Após o jogo, Gueye – que está em sua segunda passagem pelos Toffees – pediu desculpas nas redes sociais.

“Quero primeiro pedir desculpas ao meu companheiro de equipe Michael Keane”, escreveu ele. “Assumo total responsabilidade pela minha reação.

“Também peço desculpas aos meus companheiros, à comissão técnica, aos torcedores e ao clube.

“O que aconteceu não reflete quem eu sou ou os valores que defendo. As emoções podem aumentar, mas nada justifica tal comportamento.

“Vou garantir que isso nunca aconteça novamente.”

Moyes disse que os companheiros de Gueye aplaudiram quando o jogador ficou na frente do grupo e pediu desculpas.

“Grande o suficiente para se levantar e dizer que cometeu um erro.

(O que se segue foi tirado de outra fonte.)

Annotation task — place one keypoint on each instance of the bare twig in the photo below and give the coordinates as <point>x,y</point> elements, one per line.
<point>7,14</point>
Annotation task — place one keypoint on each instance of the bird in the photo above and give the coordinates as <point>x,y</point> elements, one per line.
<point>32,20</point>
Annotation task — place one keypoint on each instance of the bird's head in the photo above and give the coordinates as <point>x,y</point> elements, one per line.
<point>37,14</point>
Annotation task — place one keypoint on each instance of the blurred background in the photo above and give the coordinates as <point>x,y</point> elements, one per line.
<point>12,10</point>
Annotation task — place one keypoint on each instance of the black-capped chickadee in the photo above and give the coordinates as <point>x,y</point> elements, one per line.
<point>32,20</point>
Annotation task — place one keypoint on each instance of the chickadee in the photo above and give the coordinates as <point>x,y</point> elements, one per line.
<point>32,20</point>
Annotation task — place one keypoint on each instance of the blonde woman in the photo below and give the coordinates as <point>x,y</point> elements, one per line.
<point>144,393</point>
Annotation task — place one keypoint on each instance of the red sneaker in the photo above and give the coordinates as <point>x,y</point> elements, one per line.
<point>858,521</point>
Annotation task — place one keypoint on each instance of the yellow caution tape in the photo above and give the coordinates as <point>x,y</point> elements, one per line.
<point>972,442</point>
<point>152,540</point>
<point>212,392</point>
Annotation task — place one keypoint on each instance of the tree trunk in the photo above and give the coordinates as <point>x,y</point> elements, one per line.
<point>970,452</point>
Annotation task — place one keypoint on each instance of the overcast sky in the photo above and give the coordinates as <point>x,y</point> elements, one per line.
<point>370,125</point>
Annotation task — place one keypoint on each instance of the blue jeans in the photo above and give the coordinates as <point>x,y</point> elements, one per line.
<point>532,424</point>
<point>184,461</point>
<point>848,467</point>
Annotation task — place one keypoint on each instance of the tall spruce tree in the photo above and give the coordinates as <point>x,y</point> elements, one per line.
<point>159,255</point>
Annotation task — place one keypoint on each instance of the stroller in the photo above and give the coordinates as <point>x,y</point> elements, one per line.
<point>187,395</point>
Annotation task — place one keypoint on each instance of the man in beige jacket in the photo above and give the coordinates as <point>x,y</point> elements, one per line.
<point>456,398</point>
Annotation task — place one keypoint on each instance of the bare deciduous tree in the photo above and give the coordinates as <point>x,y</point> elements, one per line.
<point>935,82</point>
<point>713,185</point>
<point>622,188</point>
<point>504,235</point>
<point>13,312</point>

Aceitei, todos seguimos em frente”, acrescentou o escocês.

O Match Center da Premier League postou no X após a expulsão de Gueye: “O cartão vermelho do árbitro para Gueye por conduta violenta foi verificado e confirmado pelo VAR – com a ação considerada um golpe certeiro no rosto de Keane.”

A lei sobre conduta violenta define crime de expulsão como golpear um oponente ou qualquer outra pessoa, na cabeça ou no rosto, com a mão ou o braço, a menos que a força utilizada tenha sido insignificante.

No entanto, o técnico do United, Ruben Amorim, discordou do cartão vermelho de Gueye.

“Podemos lutar com os companheiros”, disse o português. “Sei que é uma conduta violenta porque o árbitro explicou, mas não concordo.”

De acordo com a Opta, é apenas a terceira vez registrada (desde 2000-01) que um jogador é expulso na Premier League por entrar em conflito com seu próprio companheiro de equipe, depois de Lee Bowyer e Kieron Dyer – pelo Newcastle contra o Aston Villa em 2005 – e Ricardo Fuller com Andy Griffin pelo Stoke em 2008 contra o West Ham.